If we want free information and affordable medicine, drug development should be left to governments and charities, not to businesses. Alternatively, you can look to society’s hive mind do the work for you. The general public is a huge resource with inestimable computing power. There are already several highly successful crowd-sourced research enterprises:
–Galaxy Zoo has allowed the general public to help in the categorization of thousands of galaxies recorded in pictures taken by telescopes and satellites. Computers are terrible at this, but the hive-mind has taken the project forward in leaps and bounds (give it a go!)

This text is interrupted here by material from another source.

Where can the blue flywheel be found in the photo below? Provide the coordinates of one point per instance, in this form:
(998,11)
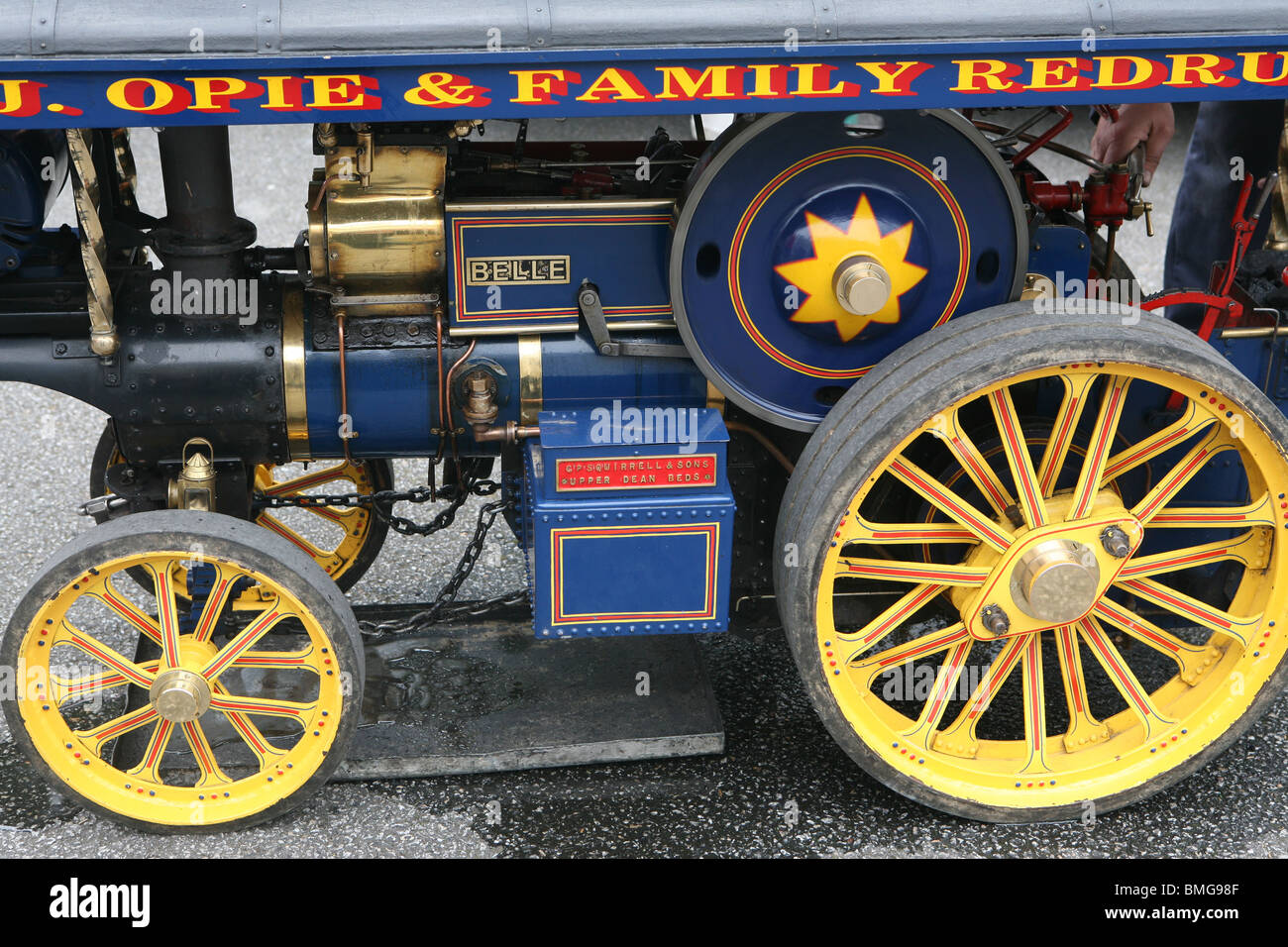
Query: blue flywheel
(809,247)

–The Yellow Card Scheme allows people to self-report any adverse reactions they had to medications. Thousands of people filling out detailed reports of things like what they ate that day and how they took their medication has allowed us to make some important discoveries that could have gone undetected for years otherwise,such as the dangers of drinking grapefruit juice while on some medications.I like the idea of handing science back to the people. It shouldn’t be shrouded in mystery. It’s not something for a chosen few messy-haired geniuses, it’s for people who are interested in solving problems and moving forward. 23andMe has a real opportunity to gain masses of extremely rich data and make discoveries like never before. I hope that they choose to remain clandestine with this information: the more people are allowed to contribute and become involved, the richer their dataset will become.

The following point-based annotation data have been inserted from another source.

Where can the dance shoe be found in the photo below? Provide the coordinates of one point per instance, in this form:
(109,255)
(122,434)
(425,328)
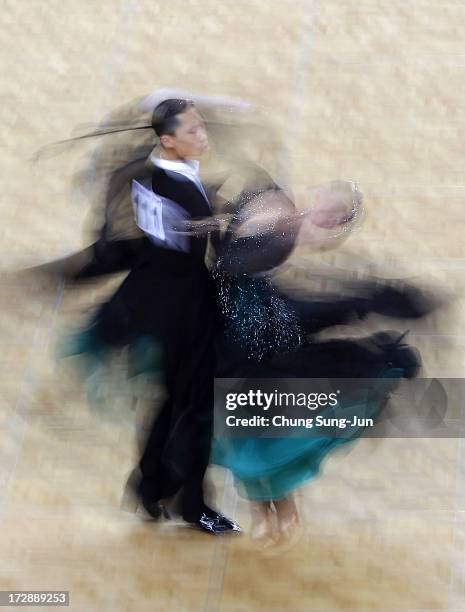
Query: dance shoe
(213,522)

Self-reporting, of course, has many biases. Can you remember if your great aunt died of a stroke or an aneurysm? Do you know exactly how all your extended family are related? There are going to be problems with reliability in any dataset this big. I think the more input involved of both the public reporting and by scientific analysts, the better. Robust analysis is as big an issue as self reporting when crunching big data. It can produce a lot of red herring correlations and false effects. On top of that, these 23andMe kits won’t tell the whole story: they don’t test anything close to the whole genome, and may not even detect mutations that involve large chunks of DNA. While the project has a real, genuine chance at finding some new drug targets or previously unknown interactions, the findings need to be treated with caution. The presence or absence of a mutation is just the first step in how a disease plays out: the phenotypic effect of one little change, like the one that causes sickle cell disease, can be extraordinarily hard to predict because it depends on the interaction of a whole range of factors at genetic, cellular and environmental levels.
With big data comes big responsibility. I’m going to be following this with interest and maybe buying a kit! However, perhaps more is going to come out of the huge governmental project that’s just starting to gather momentum: The 100,000 Genomes Project.